Agenzia Hawzah News – L’Ayatollah Alireza Arafi, intervenendo al XXI Convegno internazionale sulla “Dottrina della Mahdawiyya”, svoltosi nella sacra Moschea di Jamkaran, ha sottolineato la necessità di un ritorno alla mahdawiyya (mahdianità, intesa come l’insieme di credenze, valori, orizzonte storico e prospettiva salvifica legati al Mahdi) autentica e a un’attesa attiva e civilizzazionale, affermando che il mondo islamico oggi, più che mai, ha urgente bisogno di una «mahdawiyya resistente» e di un’«attesa d’avanguardia»: un’attesa non riducibile a una dimensione puramente individuale o spirituale, ma capace di esercitare una forte attrazione a livello globale e, al tempo stesso, di produrre opposizione e resistenza di fronte alle correnti tiranne e sioniste.

Egli ha sottolineato che, nella prospettiva religiosa, la storia non è una sequenza casuale di eventi, ma un processo evolutivo e ascendente, orientato verso un vertice finale nel quale si manifestano pienamente la ragione, la giustizia e i valori umani e divini; in questo quadro, l’attesa non si esaurisce nella sfera spirituale e individuale, ma possiede una chiara dimensione sociale, storica e civilizzazionale.

L’Ayatollah Arafi ha messo in guardia contro tre interpretazioni devianti della fine dei tempi: l’ebraismo sionista, il cristianesimo sionista e la lettura materialista e liberalista occidentale.
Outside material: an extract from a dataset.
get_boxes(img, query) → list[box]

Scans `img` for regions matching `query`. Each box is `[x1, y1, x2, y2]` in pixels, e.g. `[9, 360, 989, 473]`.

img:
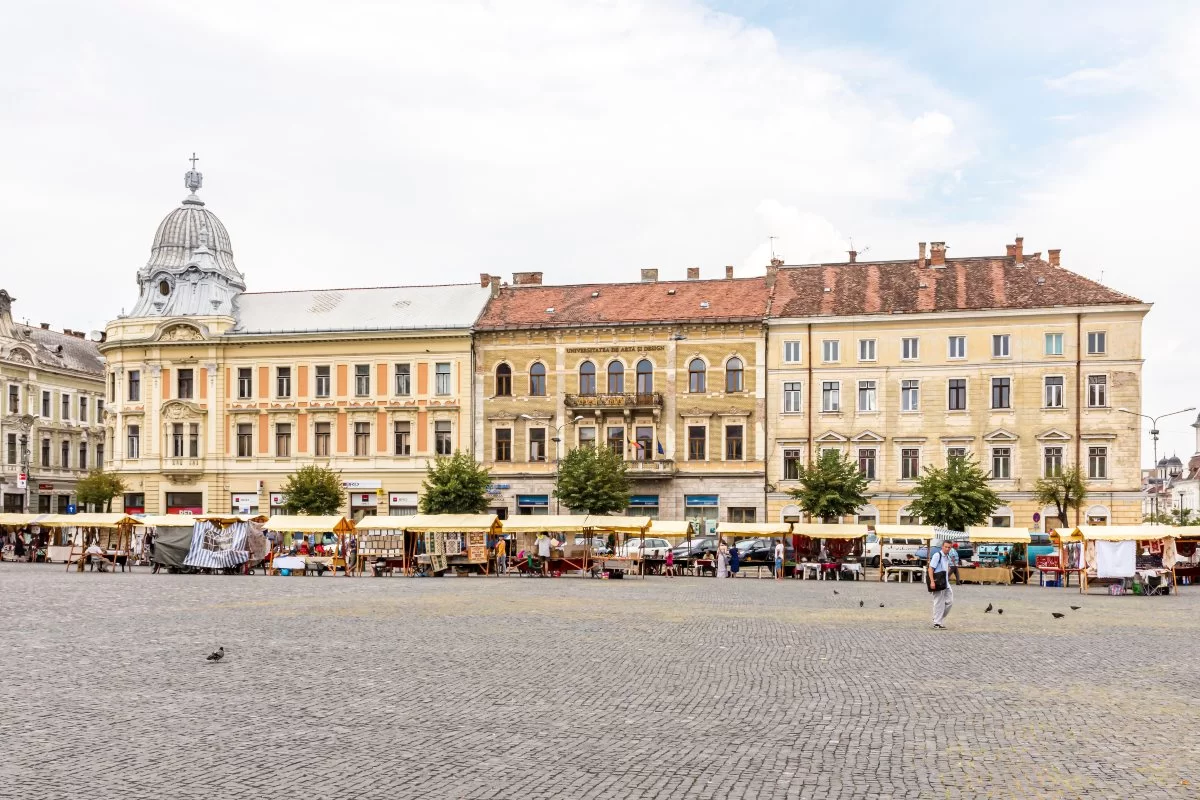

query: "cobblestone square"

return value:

Pur presentandosi con formulazioni e riferimenti diversi, queste visioni risultano strettamente intrecciate e costituiscono un unico retroterra ideologico alla base di pratiche di colonialismo, razzismo e del sostegno incondizionato al regime sionista, influenzando in profondità le dinamiche politiche e culturali del mondo contemporaneo.

Ha quindi delineato tre missioni fondamentali della mahdawiyya. In primo luogo, la formulazione e la diffusione di un discorso mahdiano autentico, chiaro e razionalmente fondato, capace di parlare all’umanità nel suo insieme e di rispondere alle inquietudini profonde del mondo contemporaneo. In secondo luogo, la necessità di una critica scientifica, sistematica e documentata delle teorie alternative e delle letture devianti della redenzione e della fine dei tempi, al fine di smascherarne i presupposti ideologici e le distorsioni concettuali. In terzo luogo, l’assunzione di una responsabilità attiva sul piano pratico e storico, poiché tali concezioni non restano confinate all’ambito teorico, ma vengono impiegate come strumenti di dominio, oppressione e giustificazione delle politiche di sopraffazione, contro le quali è necessario un impegno concreto e consapevole.

Arafi ha affermato che l’attesa autentica possiede una duplice funzione di attrazione e di repulsione: da un lato attrae e raduna i cuori e le coscienze orientati ai valori divini, alla giustizia e alla dignità umana; dall’altro respinge e contrasta gli oppressori, i tiranni e i nemici dell’umanità. Un’attesa priva di resistenza è incompleta e snaturata; per questo il mondo islamico oggi ha bisogno di un’attesa consapevole e responsabile, capace di generare unità, rafforzare la coscienza collettiva e opporsi con fermezza ai progetti di umiliazione, dominio e sottomissione imposti ai popoli e alle nazioni.

L’Ayatollah Arafi, in conclusione, ha indicato come messaggio principale del XXI Convegno sulla Dottrina della Mahdawiyya il «ritorno alla mahdawiyya autentica e all’attesa veritiera», affermando che questa visione è al tempo stesso civilizzazionale, globale e umanitaria, e che mantiene una posizione ferma e resistente di fronte alla tirannia e al sionismo. Egli ha aggiunto che spetta agli studiosi, ai pensatori e alle personalità di eccellenza il compito di chiarire questo discorso e di promuoverlo nel mondo islamico e oltre i suoi confini.